Nice, Parsec 3 comes with a monad transformer [1]. So I thought I could
use IO as inner monad, and perform IO operations during parsing.

But I failed. Monad transformers still bend my mind. My problem: I
don't see a function to actually lift the IO operation into the
ParsecT. It should be something like

  lift :: IO a -> ParsecT s u IO a

The following is a toy example, I just could not make something
smaller: Let's parse command line arguments (tokens are Strings), and
execute them while parsing.

> import Text.Parsec.Prim
> import Text.Parsec.Pos
> import Text.Parsec
> import System.Environment ( getArgs )


Command line interface parser (Clip) type: Inner monad IO, user state
u, tokens are Strings, returns something typed a.
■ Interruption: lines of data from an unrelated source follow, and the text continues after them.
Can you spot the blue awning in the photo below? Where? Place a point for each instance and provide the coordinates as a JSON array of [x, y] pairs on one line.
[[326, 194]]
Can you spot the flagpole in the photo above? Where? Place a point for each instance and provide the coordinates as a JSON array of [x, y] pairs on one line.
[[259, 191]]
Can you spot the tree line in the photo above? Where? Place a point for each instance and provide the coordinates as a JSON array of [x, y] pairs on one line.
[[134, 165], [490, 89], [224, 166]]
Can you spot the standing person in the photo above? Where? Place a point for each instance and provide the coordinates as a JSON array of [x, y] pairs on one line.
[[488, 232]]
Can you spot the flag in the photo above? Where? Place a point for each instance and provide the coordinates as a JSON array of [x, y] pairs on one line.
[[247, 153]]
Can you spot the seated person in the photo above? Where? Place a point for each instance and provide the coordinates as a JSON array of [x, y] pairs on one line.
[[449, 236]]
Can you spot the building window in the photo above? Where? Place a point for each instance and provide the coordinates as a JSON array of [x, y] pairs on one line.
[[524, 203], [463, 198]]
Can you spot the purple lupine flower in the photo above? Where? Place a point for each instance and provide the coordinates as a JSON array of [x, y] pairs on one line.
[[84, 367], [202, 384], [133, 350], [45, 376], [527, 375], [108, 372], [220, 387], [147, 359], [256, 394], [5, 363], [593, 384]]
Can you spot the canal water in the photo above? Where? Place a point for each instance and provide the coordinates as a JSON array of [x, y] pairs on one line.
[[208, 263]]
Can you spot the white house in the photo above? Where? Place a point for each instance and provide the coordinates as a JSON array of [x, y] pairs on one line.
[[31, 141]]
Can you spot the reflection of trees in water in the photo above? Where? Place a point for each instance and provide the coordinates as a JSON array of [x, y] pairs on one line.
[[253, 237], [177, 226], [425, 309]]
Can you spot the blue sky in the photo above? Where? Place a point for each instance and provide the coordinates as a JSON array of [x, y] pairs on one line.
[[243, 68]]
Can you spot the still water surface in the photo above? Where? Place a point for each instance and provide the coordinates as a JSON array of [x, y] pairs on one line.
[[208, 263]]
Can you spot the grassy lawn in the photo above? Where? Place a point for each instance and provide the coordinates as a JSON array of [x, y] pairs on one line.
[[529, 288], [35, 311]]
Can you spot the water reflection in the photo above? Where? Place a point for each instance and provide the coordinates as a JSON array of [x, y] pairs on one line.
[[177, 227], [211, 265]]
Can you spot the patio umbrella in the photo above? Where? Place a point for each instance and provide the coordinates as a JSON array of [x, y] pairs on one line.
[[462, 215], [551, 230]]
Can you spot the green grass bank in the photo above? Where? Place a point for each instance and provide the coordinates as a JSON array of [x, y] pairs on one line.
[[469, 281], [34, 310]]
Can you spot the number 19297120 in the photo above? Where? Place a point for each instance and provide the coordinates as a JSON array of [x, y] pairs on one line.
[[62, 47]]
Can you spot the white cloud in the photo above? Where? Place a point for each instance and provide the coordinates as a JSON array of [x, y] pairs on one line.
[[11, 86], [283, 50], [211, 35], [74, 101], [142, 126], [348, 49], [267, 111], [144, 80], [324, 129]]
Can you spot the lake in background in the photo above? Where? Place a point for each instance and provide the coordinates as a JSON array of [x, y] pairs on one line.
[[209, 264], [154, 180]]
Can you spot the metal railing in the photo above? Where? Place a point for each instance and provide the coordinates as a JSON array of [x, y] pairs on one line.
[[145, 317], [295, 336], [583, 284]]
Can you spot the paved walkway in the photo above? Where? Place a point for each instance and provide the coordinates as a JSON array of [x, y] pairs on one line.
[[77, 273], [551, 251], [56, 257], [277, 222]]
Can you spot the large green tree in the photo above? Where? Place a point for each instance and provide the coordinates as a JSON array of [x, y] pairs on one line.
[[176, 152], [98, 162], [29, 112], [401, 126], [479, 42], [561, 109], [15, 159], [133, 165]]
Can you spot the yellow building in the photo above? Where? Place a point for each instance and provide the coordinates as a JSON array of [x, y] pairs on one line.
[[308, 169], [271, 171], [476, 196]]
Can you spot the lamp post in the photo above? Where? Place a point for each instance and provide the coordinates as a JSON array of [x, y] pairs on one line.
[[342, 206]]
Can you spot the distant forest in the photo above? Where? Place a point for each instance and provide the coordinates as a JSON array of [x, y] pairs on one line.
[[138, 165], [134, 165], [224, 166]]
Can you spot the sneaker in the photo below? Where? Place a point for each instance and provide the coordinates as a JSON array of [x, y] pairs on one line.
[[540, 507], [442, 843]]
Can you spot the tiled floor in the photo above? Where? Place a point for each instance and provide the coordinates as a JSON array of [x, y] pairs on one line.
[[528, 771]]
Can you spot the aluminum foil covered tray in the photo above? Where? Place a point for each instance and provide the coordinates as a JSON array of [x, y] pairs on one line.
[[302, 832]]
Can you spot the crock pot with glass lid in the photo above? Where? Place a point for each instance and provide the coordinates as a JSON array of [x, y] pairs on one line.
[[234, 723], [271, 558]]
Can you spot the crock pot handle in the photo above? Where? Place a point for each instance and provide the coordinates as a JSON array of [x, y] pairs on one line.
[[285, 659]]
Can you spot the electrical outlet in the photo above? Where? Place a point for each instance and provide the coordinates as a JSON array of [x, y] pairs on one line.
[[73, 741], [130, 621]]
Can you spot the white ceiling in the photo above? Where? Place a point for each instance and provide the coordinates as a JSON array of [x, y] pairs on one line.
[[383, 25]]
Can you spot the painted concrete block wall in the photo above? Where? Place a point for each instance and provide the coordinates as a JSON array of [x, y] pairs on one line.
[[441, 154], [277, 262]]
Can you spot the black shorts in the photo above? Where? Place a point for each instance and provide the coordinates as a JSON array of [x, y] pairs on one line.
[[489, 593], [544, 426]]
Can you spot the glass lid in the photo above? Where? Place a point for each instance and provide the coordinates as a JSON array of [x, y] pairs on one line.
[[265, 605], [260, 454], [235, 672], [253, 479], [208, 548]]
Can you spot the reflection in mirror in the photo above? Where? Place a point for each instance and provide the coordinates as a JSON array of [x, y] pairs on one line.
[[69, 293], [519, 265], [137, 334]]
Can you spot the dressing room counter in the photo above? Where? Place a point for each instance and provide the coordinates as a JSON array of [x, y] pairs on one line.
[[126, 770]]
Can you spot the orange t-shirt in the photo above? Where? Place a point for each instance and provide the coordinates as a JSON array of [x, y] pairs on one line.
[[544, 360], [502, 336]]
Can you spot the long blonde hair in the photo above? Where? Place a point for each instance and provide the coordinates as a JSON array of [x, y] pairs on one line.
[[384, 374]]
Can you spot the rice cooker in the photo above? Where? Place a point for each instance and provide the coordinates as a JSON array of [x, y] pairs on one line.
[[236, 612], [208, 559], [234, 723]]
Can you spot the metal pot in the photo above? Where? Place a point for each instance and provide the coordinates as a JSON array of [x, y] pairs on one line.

> type Clip u a = ParsecT [String] u IO a


Source code position for command line arguments: The line is always 1,
column n represents the n-th command line argument.

> nextPos p _ _ = incSourceColumn p 1


Two primitive parsers, one for flags (with a dash) and one for other
arguments:

clipFlag "x" accepts the command line flag "-x", and returns "x".

> clipFlag :: String -> Clip u String
> clipFlag x
>     = tokenPrim
>       id
>       nextPos
>       (\y -> if '-':x == y then Just x else Nothing)


clipValue accepts any command line argument that does not tart with a
dash '-'.

> clipValue :: Clip u String
> clipValue
>     = tokenPrim id nextPos test
>     where
>     test ('-':_) = Nothing
>     test other = Just other



Now the test program:

Load files given on the command line, and sum up their word count,
until -p is given. -p prints the current word count and sets the
counter to zero. Further files may be processed then. At the end, show
the sum of all word counts.

Example: foo has 12 words, bar has 34 words:

  main foo -p bar -p foo bar -p
  Counted 12 words, reset counter.
  Counted 34 words, reset counter.
  Counted 46 words, reset counter.
  Grand total: 92


> type CurrentCount = Int -- the user state used with Clip/ParsecT.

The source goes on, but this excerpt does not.